Personal and Sensitive Information
The dataset was de-identified by original data generators (Zheng et al.) and does not contain personal or sensitive information.
Dataset Creation
Curation Rationale
The processed Zheng68K dataset was curated to evaluate model performance for cell type classification. The dataset was originally created to characterize immune cell heterogeneity by profiling the transcriptomes of ~68,000 PBMCs from a healthy donor using a high-throughput droplet-based single-cell RNA sequencing platform.
Source Data
The Zheng68K source dataset includes scRNA-seq data generated from human PBMCs using the 10x Genomics GemCode platform. The source dataset can be downloaded from the 68K PBMC Analysis GitHub. The dataset was further processed by Hou et al., to evaluate scRNA-seq imputation methods. This pre-processed dataset can be downloaded from the Imputation Benchmark Github (subject to its own license).
Who are the source data producers?
The data was generated by authors of the original study describing single-cell transcriptomes from PBMCs. Authors included researchers at 10x Genomics in collaboration with scientists at the Fred Hutchinson Cancer Research Center and the University of Washington.

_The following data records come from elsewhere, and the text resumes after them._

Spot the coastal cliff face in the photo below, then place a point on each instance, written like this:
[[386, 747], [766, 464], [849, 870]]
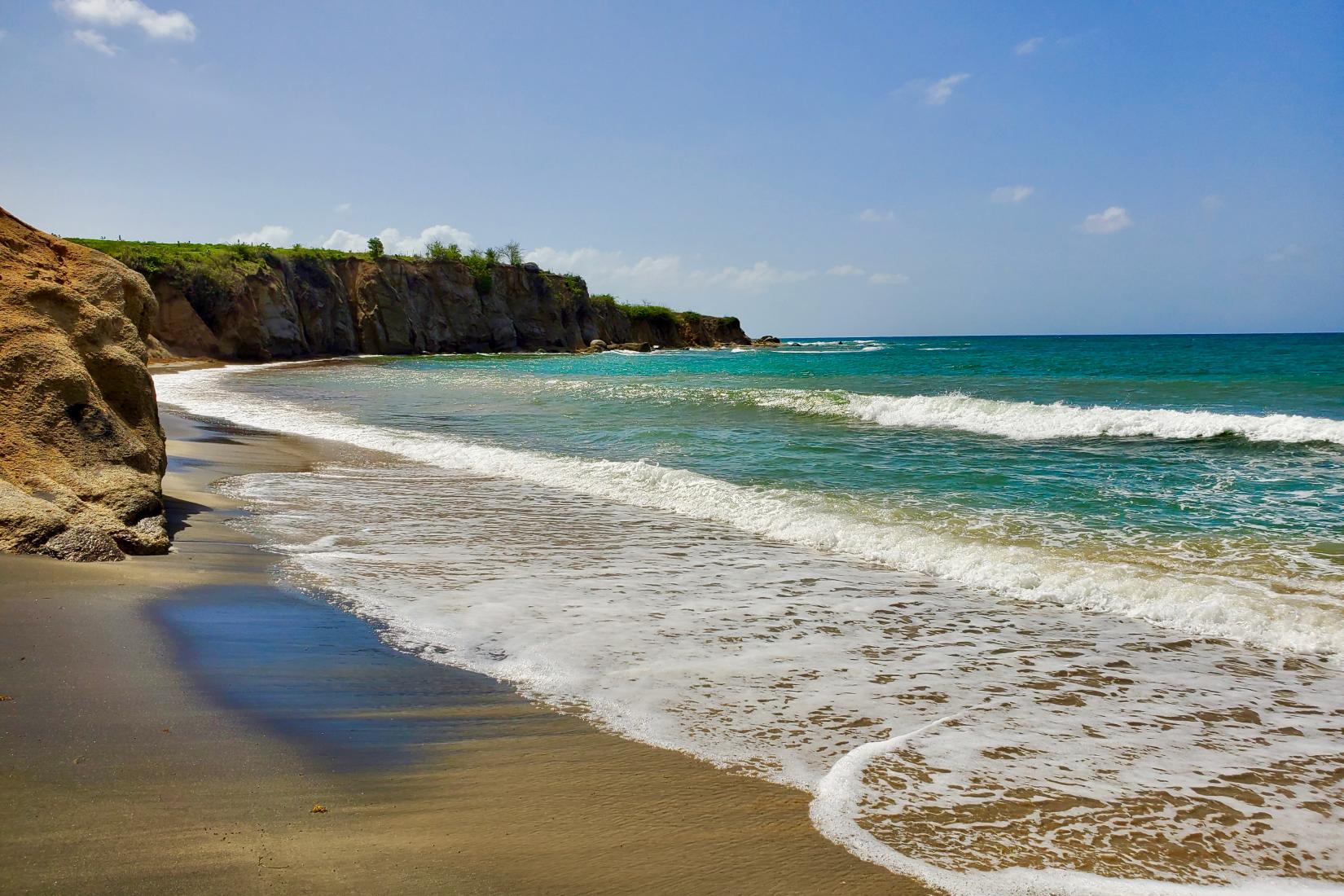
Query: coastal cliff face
[[241, 302], [81, 448]]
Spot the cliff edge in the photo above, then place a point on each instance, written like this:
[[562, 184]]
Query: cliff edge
[[260, 304], [81, 448]]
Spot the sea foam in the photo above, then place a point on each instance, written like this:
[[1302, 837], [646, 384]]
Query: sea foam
[[1205, 604], [1029, 421], [806, 668]]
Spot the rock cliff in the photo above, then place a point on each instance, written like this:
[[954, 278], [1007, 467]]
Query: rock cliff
[[241, 302], [81, 449]]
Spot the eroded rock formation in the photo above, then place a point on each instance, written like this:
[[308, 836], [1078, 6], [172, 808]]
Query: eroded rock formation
[[238, 302], [81, 448]]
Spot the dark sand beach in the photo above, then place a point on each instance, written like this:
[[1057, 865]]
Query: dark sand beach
[[173, 720]]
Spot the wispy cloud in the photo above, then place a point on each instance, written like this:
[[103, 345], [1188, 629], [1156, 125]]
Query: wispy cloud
[[1106, 222], [661, 273], [1011, 194], [268, 234], [115, 14], [94, 41], [397, 244], [889, 279], [1286, 254], [940, 91]]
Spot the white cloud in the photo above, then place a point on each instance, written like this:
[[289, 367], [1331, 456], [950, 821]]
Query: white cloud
[[394, 244], [1286, 254], [756, 279], [940, 91], [94, 41], [1106, 222], [269, 234], [398, 244], [345, 242], [889, 279], [1011, 194], [660, 273], [171, 26]]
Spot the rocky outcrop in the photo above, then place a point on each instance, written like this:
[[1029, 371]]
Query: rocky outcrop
[[81, 449], [238, 302]]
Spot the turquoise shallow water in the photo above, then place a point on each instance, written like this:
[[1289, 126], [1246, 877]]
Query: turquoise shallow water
[[1267, 505], [1025, 616]]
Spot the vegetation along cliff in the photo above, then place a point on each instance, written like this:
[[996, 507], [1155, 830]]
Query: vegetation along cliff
[[254, 302]]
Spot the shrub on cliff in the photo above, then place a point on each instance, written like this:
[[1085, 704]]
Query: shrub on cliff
[[651, 314], [480, 265], [437, 252]]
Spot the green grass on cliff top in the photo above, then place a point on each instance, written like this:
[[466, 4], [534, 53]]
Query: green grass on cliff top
[[219, 265]]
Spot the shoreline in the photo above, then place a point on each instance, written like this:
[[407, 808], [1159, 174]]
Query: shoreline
[[173, 720]]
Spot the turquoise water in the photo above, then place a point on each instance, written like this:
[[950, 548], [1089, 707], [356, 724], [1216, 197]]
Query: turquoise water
[[1272, 509], [1025, 614]]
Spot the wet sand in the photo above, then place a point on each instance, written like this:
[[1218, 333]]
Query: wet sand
[[173, 720]]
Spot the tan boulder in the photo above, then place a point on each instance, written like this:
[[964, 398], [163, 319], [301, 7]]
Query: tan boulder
[[81, 448]]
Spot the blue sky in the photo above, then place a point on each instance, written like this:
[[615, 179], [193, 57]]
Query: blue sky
[[812, 168]]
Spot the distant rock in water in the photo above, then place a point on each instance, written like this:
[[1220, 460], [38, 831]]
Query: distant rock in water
[[81, 448], [249, 302]]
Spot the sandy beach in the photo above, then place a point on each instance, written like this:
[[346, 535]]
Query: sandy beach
[[173, 722]]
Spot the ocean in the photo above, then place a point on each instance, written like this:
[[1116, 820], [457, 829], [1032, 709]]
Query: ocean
[[1023, 614]]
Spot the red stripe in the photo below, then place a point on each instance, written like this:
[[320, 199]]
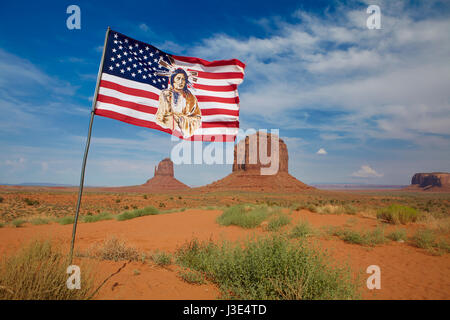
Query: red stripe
[[127, 104], [127, 90], [234, 100], [221, 124], [231, 87], [217, 111], [219, 75], [217, 63], [152, 125]]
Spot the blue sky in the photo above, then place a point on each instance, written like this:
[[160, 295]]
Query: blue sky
[[377, 102]]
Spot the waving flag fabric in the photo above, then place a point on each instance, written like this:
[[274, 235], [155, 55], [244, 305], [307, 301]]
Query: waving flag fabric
[[188, 97]]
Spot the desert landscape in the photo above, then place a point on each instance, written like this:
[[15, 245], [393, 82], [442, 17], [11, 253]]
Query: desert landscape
[[246, 236]]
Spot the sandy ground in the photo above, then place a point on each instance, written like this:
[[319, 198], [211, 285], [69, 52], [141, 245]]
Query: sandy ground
[[406, 272]]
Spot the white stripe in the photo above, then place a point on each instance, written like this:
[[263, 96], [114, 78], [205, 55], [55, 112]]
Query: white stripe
[[151, 117], [130, 83], [128, 97], [218, 105], [218, 94], [200, 67], [219, 117], [218, 82], [126, 111]]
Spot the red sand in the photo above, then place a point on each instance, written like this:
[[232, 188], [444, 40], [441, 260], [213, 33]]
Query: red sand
[[406, 272]]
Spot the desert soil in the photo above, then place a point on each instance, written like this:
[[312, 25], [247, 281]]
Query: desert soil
[[406, 272]]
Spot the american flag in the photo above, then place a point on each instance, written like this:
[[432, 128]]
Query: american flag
[[132, 80]]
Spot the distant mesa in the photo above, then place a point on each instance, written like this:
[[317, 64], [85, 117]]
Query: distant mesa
[[164, 178], [162, 181], [246, 174], [434, 181]]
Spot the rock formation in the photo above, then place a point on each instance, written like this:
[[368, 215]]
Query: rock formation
[[246, 173], [164, 178], [435, 181]]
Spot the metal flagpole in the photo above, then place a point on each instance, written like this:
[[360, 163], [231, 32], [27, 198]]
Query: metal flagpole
[[88, 141]]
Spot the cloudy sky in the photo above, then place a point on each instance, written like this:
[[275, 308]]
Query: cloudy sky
[[354, 105]]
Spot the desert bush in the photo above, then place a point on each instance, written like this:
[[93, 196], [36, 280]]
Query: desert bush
[[396, 214], [397, 235], [98, 217], [40, 221], [137, 213], [191, 276], [278, 221], [301, 229], [245, 216], [268, 268], [38, 272], [18, 223], [30, 202], [370, 238], [66, 220], [162, 259], [114, 249]]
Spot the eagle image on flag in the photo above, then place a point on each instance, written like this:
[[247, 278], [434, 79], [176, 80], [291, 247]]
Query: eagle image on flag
[[188, 97]]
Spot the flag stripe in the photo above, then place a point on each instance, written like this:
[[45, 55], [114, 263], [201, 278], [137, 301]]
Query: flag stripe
[[218, 63], [148, 114]]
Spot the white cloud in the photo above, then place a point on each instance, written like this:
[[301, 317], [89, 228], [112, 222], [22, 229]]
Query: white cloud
[[366, 172]]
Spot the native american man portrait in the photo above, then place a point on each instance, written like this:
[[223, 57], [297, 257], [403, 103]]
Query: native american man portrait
[[178, 107]]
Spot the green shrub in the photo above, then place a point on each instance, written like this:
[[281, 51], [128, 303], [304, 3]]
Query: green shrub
[[38, 272], [66, 220], [137, 213], [278, 221], [396, 214], [18, 223], [370, 238], [301, 229], [31, 202], [191, 276], [114, 249], [268, 268], [245, 216], [162, 259], [40, 221], [398, 235], [98, 217]]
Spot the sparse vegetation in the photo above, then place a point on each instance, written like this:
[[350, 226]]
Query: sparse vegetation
[[99, 217], [162, 259], [137, 213], [370, 238], [245, 216], [268, 268], [301, 229], [278, 221], [40, 221], [38, 272], [18, 223], [428, 239], [397, 235], [397, 214], [191, 276], [66, 220], [114, 249]]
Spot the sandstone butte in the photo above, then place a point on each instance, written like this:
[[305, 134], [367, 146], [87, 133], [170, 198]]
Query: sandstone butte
[[247, 176], [434, 181], [163, 180]]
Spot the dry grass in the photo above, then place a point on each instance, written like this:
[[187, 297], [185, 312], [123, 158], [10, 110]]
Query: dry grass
[[38, 272], [113, 249]]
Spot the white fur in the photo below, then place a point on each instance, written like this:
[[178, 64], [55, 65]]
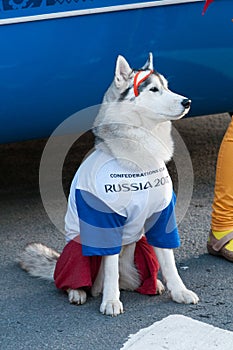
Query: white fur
[[137, 131]]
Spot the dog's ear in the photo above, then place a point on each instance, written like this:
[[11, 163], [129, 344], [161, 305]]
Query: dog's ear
[[122, 72], [149, 63]]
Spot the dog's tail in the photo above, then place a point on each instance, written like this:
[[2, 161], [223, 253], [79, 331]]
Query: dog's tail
[[39, 260]]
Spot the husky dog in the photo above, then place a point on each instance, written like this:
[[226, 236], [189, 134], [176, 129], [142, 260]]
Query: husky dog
[[127, 175]]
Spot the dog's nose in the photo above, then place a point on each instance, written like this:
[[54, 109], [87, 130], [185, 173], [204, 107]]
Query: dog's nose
[[186, 103]]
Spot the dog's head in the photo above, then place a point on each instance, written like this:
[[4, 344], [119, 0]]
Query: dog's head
[[147, 89]]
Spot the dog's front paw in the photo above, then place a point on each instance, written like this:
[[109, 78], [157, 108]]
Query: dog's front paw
[[185, 296], [111, 307], [160, 287], [77, 296]]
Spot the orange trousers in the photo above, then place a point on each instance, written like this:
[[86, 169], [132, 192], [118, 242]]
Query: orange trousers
[[222, 214]]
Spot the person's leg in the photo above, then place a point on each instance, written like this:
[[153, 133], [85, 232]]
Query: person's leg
[[222, 214]]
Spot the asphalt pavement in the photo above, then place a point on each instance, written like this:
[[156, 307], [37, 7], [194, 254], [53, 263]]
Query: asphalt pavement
[[35, 315]]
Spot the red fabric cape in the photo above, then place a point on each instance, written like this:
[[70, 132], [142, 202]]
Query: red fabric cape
[[73, 270]]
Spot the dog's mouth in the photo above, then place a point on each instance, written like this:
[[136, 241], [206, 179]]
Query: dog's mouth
[[176, 116]]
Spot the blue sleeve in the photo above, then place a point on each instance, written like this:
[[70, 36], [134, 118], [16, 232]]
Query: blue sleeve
[[161, 228], [100, 227]]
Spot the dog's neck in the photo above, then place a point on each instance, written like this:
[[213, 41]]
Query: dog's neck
[[136, 141]]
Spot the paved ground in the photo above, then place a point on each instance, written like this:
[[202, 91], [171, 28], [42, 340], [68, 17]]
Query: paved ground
[[34, 315]]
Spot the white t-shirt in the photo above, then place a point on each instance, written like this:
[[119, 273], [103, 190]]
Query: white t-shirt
[[110, 206]]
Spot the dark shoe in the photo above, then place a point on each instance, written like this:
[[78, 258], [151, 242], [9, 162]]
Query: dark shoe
[[217, 246]]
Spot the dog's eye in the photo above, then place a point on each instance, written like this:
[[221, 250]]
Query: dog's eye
[[154, 89]]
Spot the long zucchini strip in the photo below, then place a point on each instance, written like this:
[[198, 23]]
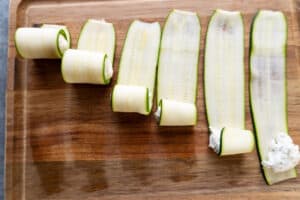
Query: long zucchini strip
[[38, 43], [224, 84], [178, 70], [137, 71], [268, 96]]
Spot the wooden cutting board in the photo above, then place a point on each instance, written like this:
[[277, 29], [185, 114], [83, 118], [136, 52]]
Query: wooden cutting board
[[64, 142]]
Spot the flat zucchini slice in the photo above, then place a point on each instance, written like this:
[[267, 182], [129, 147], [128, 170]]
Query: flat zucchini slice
[[98, 35], [81, 66], [178, 70], [38, 43], [268, 84], [137, 71], [224, 83]]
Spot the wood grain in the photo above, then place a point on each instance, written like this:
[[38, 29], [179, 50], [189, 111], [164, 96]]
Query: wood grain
[[63, 141]]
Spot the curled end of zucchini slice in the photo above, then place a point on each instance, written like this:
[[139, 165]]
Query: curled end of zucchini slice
[[231, 141], [62, 42], [128, 98], [41, 43], [175, 113], [81, 66]]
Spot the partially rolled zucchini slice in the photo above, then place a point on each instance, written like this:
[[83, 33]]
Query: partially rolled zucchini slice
[[137, 71], [268, 96], [81, 66], [224, 84], [39, 43], [178, 70], [98, 35]]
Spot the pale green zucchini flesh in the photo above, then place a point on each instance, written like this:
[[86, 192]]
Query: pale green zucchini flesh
[[38, 43], [224, 83], [81, 66], [178, 70], [98, 35], [137, 71], [268, 84]]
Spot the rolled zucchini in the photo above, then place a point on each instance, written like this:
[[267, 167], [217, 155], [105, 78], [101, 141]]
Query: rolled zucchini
[[224, 84], [37, 43], [80, 66], [268, 96], [135, 85], [98, 35], [178, 70]]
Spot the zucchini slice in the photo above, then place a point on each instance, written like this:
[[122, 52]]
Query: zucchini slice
[[55, 26], [37, 43], [137, 71], [98, 35], [224, 84], [81, 66], [178, 70], [268, 90]]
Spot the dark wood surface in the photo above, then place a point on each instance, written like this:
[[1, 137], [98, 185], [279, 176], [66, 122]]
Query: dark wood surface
[[64, 142]]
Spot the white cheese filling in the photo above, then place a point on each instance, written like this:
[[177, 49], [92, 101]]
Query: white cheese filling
[[214, 138], [283, 154]]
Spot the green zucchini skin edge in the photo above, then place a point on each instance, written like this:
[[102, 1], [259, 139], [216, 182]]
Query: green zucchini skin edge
[[221, 142], [250, 93], [204, 64], [63, 33], [61, 68], [105, 80], [70, 38], [159, 101], [161, 111], [154, 84]]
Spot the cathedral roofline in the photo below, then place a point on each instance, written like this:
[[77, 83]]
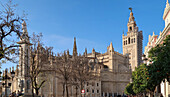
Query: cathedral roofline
[[166, 11]]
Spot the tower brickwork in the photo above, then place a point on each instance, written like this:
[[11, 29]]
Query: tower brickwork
[[132, 43]]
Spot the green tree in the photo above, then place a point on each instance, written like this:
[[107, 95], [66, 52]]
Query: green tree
[[10, 30], [160, 67], [129, 89], [140, 79]]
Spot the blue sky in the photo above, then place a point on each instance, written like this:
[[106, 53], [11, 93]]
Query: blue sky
[[95, 23]]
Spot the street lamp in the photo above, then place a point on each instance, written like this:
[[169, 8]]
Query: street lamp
[[6, 78]]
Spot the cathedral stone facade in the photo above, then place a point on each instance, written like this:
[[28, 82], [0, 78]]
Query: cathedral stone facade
[[112, 67]]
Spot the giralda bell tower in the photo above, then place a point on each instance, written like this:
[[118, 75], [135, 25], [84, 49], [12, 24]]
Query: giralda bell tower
[[132, 43]]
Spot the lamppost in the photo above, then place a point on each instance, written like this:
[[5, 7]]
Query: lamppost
[[6, 78]]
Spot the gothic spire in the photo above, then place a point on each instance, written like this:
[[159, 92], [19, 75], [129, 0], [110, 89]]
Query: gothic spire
[[25, 33], [85, 53], [75, 48], [131, 18]]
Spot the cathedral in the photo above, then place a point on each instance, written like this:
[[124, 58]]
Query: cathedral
[[114, 68]]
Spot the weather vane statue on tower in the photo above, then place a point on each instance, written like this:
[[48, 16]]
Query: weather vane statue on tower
[[130, 8]]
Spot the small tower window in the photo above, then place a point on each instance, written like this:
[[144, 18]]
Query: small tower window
[[129, 40]]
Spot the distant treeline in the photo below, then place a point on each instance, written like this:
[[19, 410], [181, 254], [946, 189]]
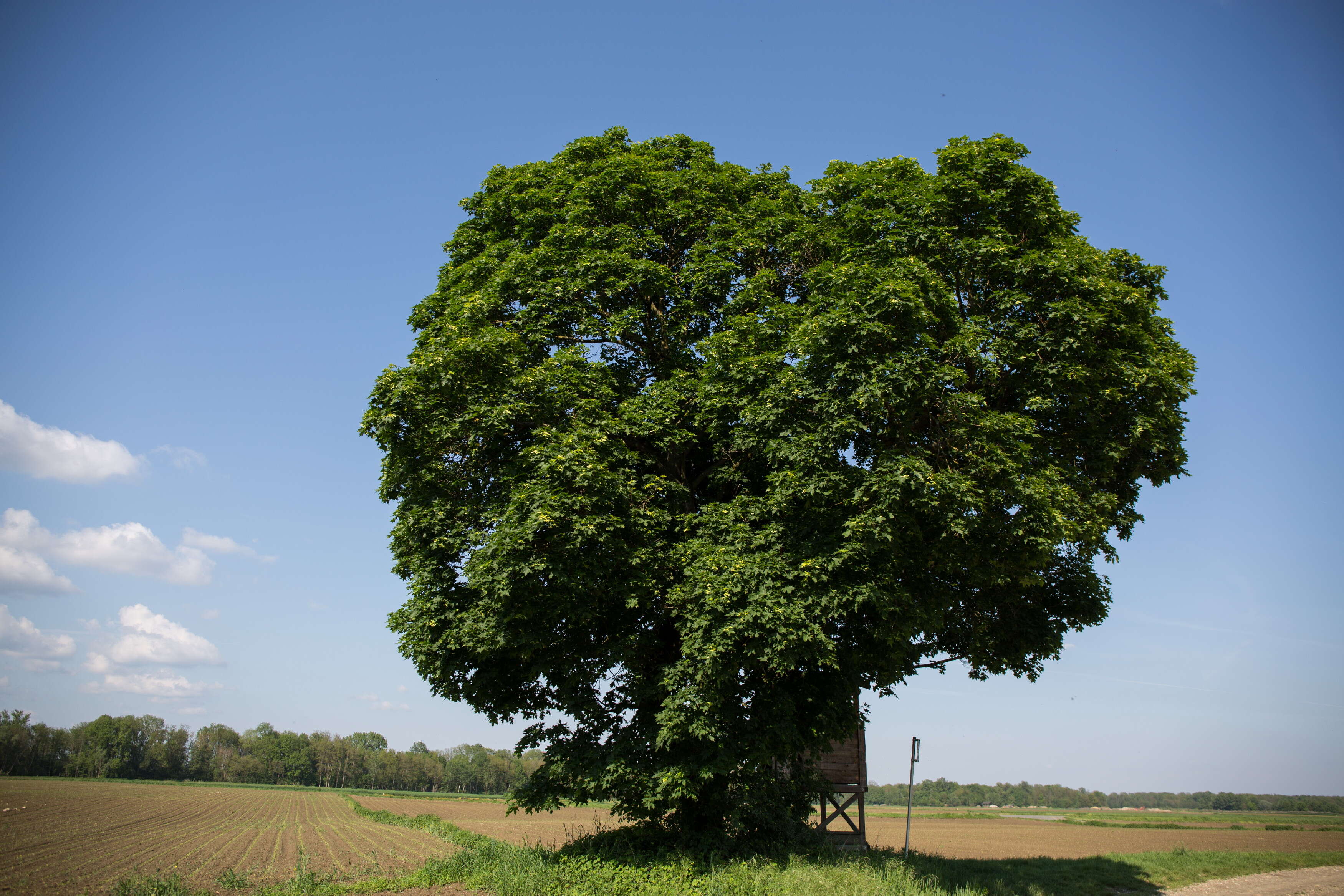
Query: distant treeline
[[146, 747], [949, 793]]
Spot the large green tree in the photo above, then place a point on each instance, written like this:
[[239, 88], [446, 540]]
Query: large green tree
[[686, 454]]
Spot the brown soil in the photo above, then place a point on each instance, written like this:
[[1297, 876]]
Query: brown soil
[[70, 836], [1306, 882], [546, 829], [952, 837], [1025, 839]]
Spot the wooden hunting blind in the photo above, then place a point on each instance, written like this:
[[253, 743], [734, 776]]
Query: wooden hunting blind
[[847, 770]]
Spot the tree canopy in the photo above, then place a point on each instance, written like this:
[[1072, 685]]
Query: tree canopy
[[686, 453]]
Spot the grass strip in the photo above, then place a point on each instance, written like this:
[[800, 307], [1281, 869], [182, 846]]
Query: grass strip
[[484, 863]]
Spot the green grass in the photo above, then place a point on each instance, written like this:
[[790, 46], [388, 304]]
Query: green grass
[[357, 792], [483, 863]]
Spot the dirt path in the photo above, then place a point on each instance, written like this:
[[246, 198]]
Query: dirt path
[[1307, 882]]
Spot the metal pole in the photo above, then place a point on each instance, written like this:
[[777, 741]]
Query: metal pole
[[910, 789]]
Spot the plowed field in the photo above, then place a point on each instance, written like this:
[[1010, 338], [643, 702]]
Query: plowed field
[[73, 836], [1025, 839], [951, 837], [487, 817]]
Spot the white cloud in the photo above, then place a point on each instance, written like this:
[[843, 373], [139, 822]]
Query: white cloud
[[26, 573], [126, 547], [19, 530], [180, 457], [49, 453], [151, 684], [154, 639], [21, 639], [132, 548]]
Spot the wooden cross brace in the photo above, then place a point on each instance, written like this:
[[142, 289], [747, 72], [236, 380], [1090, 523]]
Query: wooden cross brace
[[839, 812]]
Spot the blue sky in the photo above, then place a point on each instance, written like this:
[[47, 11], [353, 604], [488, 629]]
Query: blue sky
[[220, 215]]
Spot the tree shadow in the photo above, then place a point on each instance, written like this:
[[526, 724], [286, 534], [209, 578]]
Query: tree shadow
[[1042, 876]]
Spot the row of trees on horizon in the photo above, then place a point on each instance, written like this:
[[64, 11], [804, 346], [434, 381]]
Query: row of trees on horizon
[[143, 747], [949, 793]]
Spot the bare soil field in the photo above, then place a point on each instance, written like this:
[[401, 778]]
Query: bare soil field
[[76, 836], [546, 829], [951, 837], [1027, 839], [1303, 882]]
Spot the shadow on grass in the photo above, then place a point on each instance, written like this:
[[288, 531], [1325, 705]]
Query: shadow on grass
[[1093, 876], [920, 875]]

Data Collection and Processing
Zheng et al. collected fresh PBMCs from a healthy donor and obtained scRNA-seq data using the 10x Genomics GemCode platform. Approximately 8-9k cells were captured in each of the 8 microfluidic channels, yielding ~68,000 cells. RNA was reverse-transcribed in droplets (GEMs), and cDNA libraries were constructed using barcoded gel beads and sequenced on Illumina platforms. Hou et al. further processed the data as follows to evaluate imputation methods. Cells with at least 500 detected genes were kept, mitochondrial genes were removed, and genes expressed in at least 1% of cells were kept. The final pre-processed dataset, which includes 65,693 PBMCs, was downloaded from the Imputation Benchmark Github repository. For evaluation of AIDO.Cell and scFoundation model performance, the authors aligned gene expression profiles to a reference set of 19,264 genes to further improve annotations. The final aligned processed Zheng68K dataset used to evaluate cell type classification can be downloaded from HuggingFace.
Annotation Process
Cell types were annotated based on unsupervised clustering (PCA, t-SNE, k-means) followed by marker gene expression analysis.
Biases, Risks, and Limitations
Potential Biases
- This data was collected to answer specific biological questions unrelated to its current use in benchmarking.
- The donors in this dataset may not be representative of diverse populations.
Risks
Areas of risk include but are not limited to:
- Cell type annotation can be difficult and relies on the judgement of the annotator. Some labels may be incorrect or inconsistent with labels in other datasets.
Limitations
- This dataset provides a specific instance of a specific cell type classification task. High performance on this dataset does not necessarily indicate that a model will perform well on other tasks.
Caveats and Recommendations
- Users should carefully consider the biological context and study design of the contributing datasets before drawing conclusions.
- We are committed to advancing the responsible development and use of artificial intelligence. Please follow our Acceptable Use Policy when using our services.
Acknowledgements
The authors acknowledge the contributions of their respective institutions and funding bodies.